One is not born with wisdom. He or she might be born with talent that needs to be sharpened and refined. One could be born with uncommon personality and charisma; yet personality and charisma need to be developed and shaped in accordance with identified qualities and nuanced aspects of other characteristics. Skill is a totally different story altogether. Skills have to be learnt and acquired. These qualities with which almost each and every human is associated with the ‘growing’ process and developmental evolution, have been enunciated in varied text books; they have been promoted as uncommon and rare qualities each person needs to develop within oneself and gradually grow into near-perfection. But wisdom is altogether a distinct and distinguishable  facet of human development, the possessor of which, more often than not, stands alone in the presence of ordinary men and women. Wisdom dawns at the cessation of foolishness and apathy; it is acquired through a rigorous and painstaking voyage of discovery and rediscovery of elemental values that differentiate man from  the animal.

We as ordinary men and women yearn for those fundamental skills; talents, we assume would help us achieve our goals and targets we set for our lives; for such attainment we would be better prepared and ready, for instance, for obtaining better results at our job interviews so that we could secure employment defeating our closest competitors.
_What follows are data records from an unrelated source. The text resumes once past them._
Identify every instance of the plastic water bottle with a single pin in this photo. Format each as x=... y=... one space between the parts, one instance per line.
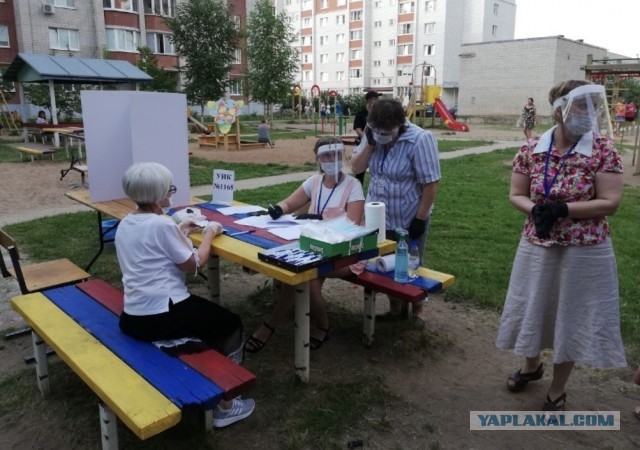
x=401 y=274
x=414 y=260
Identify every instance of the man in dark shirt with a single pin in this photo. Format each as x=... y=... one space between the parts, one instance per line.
x=360 y=121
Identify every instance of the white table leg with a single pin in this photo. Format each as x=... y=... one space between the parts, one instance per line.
x=368 y=327
x=213 y=278
x=302 y=331
x=42 y=368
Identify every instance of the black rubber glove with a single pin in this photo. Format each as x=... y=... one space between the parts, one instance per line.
x=417 y=228
x=368 y=132
x=275 y=212
x=309 y=216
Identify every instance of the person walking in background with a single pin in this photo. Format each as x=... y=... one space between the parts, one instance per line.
x=405 y=172
x=563 y=292
x=329 y=194
x=620 y=111
x=528 y=118
x=263 y=133
x=360 y=122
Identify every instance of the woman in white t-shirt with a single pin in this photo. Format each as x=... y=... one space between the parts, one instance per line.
x=329 y=194
x=154 y=253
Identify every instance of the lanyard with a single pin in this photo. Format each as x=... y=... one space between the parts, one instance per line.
x=318 y=210
x=548 y=186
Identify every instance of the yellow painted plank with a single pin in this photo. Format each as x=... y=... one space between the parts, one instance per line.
x=139 y=405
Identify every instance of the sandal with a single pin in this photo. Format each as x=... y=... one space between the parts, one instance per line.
x=315 y=343
x=520 y=380
x=554 y=405
x=254 y=345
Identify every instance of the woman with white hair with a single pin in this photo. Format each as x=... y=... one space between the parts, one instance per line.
x=154 y=254
x=563 y=292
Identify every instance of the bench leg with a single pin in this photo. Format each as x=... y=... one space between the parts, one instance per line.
x=42 y=369
x=108 y=427
x=302 y=331
x=368 y=327
x=213 y=276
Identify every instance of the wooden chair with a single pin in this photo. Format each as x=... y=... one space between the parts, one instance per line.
x=40 y=276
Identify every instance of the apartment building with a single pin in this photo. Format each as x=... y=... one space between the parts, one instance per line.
x=352 y=45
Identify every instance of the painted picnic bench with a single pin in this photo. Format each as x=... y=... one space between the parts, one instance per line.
x=135 y=381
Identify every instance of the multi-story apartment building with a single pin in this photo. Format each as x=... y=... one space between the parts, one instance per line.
x=351 y=45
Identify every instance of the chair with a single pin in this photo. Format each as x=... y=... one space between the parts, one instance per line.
x=40 y=276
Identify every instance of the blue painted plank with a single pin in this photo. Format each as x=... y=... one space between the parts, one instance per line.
x=176 y=380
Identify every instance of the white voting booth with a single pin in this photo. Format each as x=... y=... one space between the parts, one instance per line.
x=126 y=127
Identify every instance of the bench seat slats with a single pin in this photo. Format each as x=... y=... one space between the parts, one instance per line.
x=138 y=404
x=232 y=378
x=181 y=384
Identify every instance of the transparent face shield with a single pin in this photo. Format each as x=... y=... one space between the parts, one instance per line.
x=330 y=158
x=585 y=109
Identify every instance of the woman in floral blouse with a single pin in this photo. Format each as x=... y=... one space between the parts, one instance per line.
x=563 y=292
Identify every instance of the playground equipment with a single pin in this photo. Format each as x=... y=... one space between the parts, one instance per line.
x=421 y=95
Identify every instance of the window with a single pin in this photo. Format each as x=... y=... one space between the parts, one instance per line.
x=160 y=43
x=355 y=35
x=405 y=50
x=63 y=39
x=235 y=87
x=165 y=8
x=122 y=5
x=4 y=36
x=405 y=28
x=406 y=8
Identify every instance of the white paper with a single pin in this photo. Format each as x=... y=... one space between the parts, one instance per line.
x=231 y=210
x=291 y=233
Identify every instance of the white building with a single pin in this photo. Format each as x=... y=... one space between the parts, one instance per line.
x=348 y=46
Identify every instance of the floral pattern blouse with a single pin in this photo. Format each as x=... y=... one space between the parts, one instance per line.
x=575 y=182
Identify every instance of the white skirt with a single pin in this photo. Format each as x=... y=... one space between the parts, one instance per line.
x=564 y=298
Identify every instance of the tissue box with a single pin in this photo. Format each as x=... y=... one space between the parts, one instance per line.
x=357 y=245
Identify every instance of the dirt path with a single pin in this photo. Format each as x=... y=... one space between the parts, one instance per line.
x=438 y=377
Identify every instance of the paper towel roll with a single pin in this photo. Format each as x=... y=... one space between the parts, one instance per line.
x=375 y=218
x=386 y=263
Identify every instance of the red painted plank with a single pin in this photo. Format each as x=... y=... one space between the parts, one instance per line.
x=229 y=376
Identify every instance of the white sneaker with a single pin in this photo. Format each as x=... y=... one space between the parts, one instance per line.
x=240 y=409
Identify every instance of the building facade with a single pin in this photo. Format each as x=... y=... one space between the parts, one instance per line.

Such material and mundane pursuits are indeed necessary; they serve an unequivocal role in our lives. Yet, when confronted by an unknown phenomenon, either natural or man-made, we pause and hesitate to deviate from our conventional path. Taking a fresh path, opting to tread along a new road might be more tempting because everything else has taken us to unfriendly and unnerving  ends.

Today, Sri Lanka has arrived at such an unenviable juncture. We do realize the futility of our previous efforts. All our endeavours in the past have led to this undignified end. An end that does look, sound and manifest itself like a perfect goal; but when those who arrived at this end look deep inside the end, when we examine the core of the end after stripping the outer layers, we behold the same old rotting middle; a nauseatingly abysmal nucleus that has been alluring our shortsighted journeys and travels is still attracting us. It is indeed a tragic end of a journey. Surely, we do not want to venture into such an empty and hollow odyssey?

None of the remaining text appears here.